In den frühen Rundfunkjahren waren die Einstellungen für den Oszillator und der Vorkreise noch getrennt erforderlich. Es war schon ein großer Fortschritt, mehrere Drehkondensatorpakete auf eine Achse zu montieren und dazu noch eine Frequenzeichung anzubringen.
Im Normalfall sind die Anfangs- und Endkapazitäten dieser Zwei- oder Dreifachdrehkos gleich. Es gilt nun eine Übereinstimmung der Resonanzkurven der einzelnen HF-Kreise mit der eingestellten Empfangsfrequenz zu erreichen! Diese wird wiederum von der Oszillatorfrequenz bestimmt. Keine leichte Aufgabe denn, bei der heutzutage üblichen 'Einknopfabstimmung', sollte dieser 'Gleichlauf' möglichst über den gesamten Empfangsbereich erhalten bleiben. Und das noch in allen Wellenbereichen!

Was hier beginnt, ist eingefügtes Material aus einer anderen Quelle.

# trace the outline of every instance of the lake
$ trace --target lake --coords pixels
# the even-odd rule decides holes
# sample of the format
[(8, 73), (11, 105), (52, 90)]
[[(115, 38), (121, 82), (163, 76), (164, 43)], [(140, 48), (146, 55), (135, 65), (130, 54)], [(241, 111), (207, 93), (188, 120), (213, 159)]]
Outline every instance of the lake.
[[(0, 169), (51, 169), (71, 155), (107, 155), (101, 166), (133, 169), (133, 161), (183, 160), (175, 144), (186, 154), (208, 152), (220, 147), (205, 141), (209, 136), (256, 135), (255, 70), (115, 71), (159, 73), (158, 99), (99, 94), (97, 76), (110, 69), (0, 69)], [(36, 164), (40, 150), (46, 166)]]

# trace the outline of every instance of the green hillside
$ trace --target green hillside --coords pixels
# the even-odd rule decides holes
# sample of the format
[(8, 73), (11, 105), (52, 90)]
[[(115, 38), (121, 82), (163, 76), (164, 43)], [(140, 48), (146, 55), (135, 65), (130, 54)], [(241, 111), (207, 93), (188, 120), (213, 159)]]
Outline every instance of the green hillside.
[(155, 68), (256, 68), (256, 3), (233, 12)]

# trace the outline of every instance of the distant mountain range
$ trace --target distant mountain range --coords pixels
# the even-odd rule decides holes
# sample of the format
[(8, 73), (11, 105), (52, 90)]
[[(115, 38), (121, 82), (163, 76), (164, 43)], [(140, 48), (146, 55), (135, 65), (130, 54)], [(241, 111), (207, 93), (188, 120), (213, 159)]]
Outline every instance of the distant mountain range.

D.1    Dreipunkt-Gleichlauf: Die Schwierigkeit liegt in der Tatsache begründet, dass die Frequenzvariation des Oszillators deutlich von der des Empfangsbereiches abweicht. Ein kleines Rechenbeispiel (für die MW) macht das deutlich:
Dem Empfangsbereich von 520...1600 kHz entspricht einem Frequenzverhältnis von 1:3,08.
Bei einer angenommenen ZF von 460 kHz muß der Oszillator dann im Bereich von 980...2060 kHz schwingen, also im Verhältnis von nur 1:2,1. Durch Einschaltung von Serien- und Parallelkondensatoren in den Oszillatorschwingkreis, läßt sich die effektive Kapazitätsvariation des Drehkopaketes C einengen. Damit ist ein Gleichlauf an drei Punkten der Skala möglich. Die anderen Stellen weichen geringfügig davon ab.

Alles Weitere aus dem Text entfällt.